Microservices with Kafka¶
Kafka serves as the messaging backbone for many microservices architectures, providing asynchronous communication, event-driven integration, and data streaming between services. This document covers Kafka-specific architectural decisions and patterns for microservices environments.
Topic Ownership Models¶
How topics are owned and managed significantly impacts team autonomy, data governance, and operational complexity.
Per-Service Topics (Recommended)¶
Each service owns its output topics. Services publish events about their domain; other services subscribe as needed.
Benefits:
- Clear ownership and accountability
- Teams control their own schemas
- Independent deployment and scaling
- Natural bounded context alignment
Topic naming conventions:
{service}.{entity}.{event-type}
Examples:
orders.order.created
orders.order.shipped
inventory.stock.reserved
inventory.stock.depleted
payments.payment.completed
Shared Domain Topics¶
Multiple services collaborate on shared domain topics. Useful for cross-cutting concerns.
When to use:
- Aggregate events from multiple sources
- Cross-cutting audit/compliance streams
- Shared reference data
Governance requirements:
- Central schema registry with compatibility enforcement
- Clear documentation of which service owns which event types
- Breaking change coordination process
Consumer Group Strategies¶
Consumer group design affects scaling, fault isolation, and message ordering guarantees.
One Consumer Group Per Service¶
Each service instance joins the same consumer group, sharing partition load.
Configuration:
# Order Service
group.id=order-service
client.id=order-service-${HOSTNAME}
# Notification Service
group.id=notification-service
client.id=notification-service-${HOSTNAME}
Multiple Consumer Groups Within a Service¶
A service may need multiple consumption patterns for the same topic.
Use cases:
- Real-time vs batch processing
- Primary processing vs audit logging
- Different retention/replay requirements
Schema Governance¶
Schema management becomes critical when multiple teams produce and consume events.

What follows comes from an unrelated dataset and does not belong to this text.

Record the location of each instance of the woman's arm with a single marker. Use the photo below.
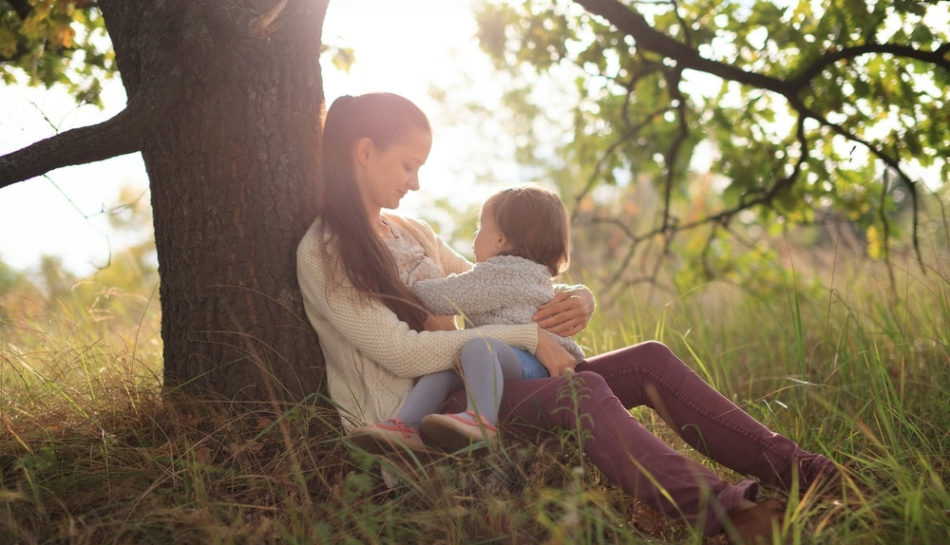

Schema Registry Integration¶
Compatibility Strategies Per Topic¶
| Strategy | Producer Changes | Consumer Changes | Use Case |
|---|---|---|---|
| BACKWARD | Add optional fields, remove fields | Must handle missing fields | Default for events |
| FORWARD | Remove fields, add required fields | Must ignore unknown fields | API responses |
| FULL | Only optional field additions | Handle missing + ignore unknown | Strict contracts |
| NONE | Any change allowed | Must coordinate | Development only |
Recommended approach:
# Production topics
orders.events: BACKWARD_TRANSITIVE
payments.events: BACKWARD_TRANSITIVE
# Internal/development
orders.internal.debug: NONE
Cross-Team Schema Contracts¶
// Shared schema module published as library
// teams depend on specific versions
// build.gradle
dependencies {
implementation 'com.company:order-events-schema:2.3.0'
implementation 'com.company:payment-events-schema:1.5.0'
}
Schema ownership rules:
- Producing service owns the schema
- Schema changes require PR review from known consumers
- Breaking changes require deprecation period
- Schema modules versioned with semantic versioning
Distributed Tracing¶
Correlation across service boundaries is essential for debugging and monitoring.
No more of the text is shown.